Selling mining stocks when base metal prices are falling has a certain logic. London-listed mining groups have been in the vanguard of the recent equity sell-off and the 12 per cent drop by those in the FTSE 100 has contributed about one-third of the fall in the index since last Thursday. Is the decline overdone?

Certainly there are some interesting anomalies. Shares in Lonmin, the platinum miner, have fallen by almost 14 per cent, yet the precious metal itself has only dropped 2 per cent. In this instance the explanation lies in bid speculation layered on top of rising commodity prices, producing a 90 per cent run-up in Lonmin’s shares from the start of the year to last week’s high. With investors in a mood to take profits, taking the most speculative bets off first makes sense.

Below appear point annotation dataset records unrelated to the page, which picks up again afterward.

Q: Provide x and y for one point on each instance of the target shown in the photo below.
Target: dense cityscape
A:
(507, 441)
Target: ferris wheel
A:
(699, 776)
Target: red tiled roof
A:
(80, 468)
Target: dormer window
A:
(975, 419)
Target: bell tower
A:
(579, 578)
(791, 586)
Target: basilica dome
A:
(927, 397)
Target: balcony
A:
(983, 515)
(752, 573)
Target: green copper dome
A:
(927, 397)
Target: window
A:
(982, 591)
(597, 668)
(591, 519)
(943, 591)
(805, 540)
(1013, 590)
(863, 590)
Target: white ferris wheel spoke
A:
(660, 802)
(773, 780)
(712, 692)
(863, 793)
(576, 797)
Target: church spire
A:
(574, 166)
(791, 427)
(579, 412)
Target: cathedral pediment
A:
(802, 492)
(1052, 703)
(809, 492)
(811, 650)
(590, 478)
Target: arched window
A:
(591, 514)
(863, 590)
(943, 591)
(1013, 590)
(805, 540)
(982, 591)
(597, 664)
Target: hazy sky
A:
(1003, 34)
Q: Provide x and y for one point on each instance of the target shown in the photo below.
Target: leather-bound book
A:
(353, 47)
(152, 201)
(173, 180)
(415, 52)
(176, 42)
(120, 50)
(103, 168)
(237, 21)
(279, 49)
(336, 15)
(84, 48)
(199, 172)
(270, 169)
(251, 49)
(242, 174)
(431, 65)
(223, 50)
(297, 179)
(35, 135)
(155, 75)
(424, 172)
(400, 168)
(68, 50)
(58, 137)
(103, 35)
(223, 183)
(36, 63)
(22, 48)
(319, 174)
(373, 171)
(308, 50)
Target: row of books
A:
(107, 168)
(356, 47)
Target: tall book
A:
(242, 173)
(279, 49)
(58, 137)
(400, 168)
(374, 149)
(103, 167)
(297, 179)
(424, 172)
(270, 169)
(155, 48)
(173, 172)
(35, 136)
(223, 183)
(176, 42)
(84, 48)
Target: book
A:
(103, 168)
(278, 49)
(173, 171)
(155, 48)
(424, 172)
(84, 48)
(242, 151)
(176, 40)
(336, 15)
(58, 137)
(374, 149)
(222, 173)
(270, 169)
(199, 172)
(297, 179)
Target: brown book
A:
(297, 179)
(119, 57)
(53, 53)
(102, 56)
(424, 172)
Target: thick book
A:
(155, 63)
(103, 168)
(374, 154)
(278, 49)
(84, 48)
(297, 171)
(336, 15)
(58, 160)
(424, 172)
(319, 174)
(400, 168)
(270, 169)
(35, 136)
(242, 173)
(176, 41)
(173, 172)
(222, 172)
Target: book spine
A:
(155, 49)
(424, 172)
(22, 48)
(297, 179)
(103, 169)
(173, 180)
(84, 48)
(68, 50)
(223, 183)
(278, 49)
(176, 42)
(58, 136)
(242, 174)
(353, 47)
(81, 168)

Share price falls at the large diversified miners, such as BHP Billiton, have been almost as sharp and there is more reason to suspect the move has gone far enough. Mining shares have done well this year, but lagged the sharp increase in base metals such as copper. There is already a justifiable degree of caution about the sustainability of prices. After the correction, consensus estimates of this year’s average copper price, for example, remain some 20 per cent below current three-month futures market levels

The pullback has left the diversified miners on a single-digit multiple of 2007 estimated earnings. Even ignoring the siren call of the super cycle and assuming those earnings are close to a cyclical peak, this is not an outrageous multiple. Further support is also offered by ongoing share buyback programmes, while the prospect of acquisitions has lent support to the likes of Xstrata. Further sector weakness is likely to attract buying interest.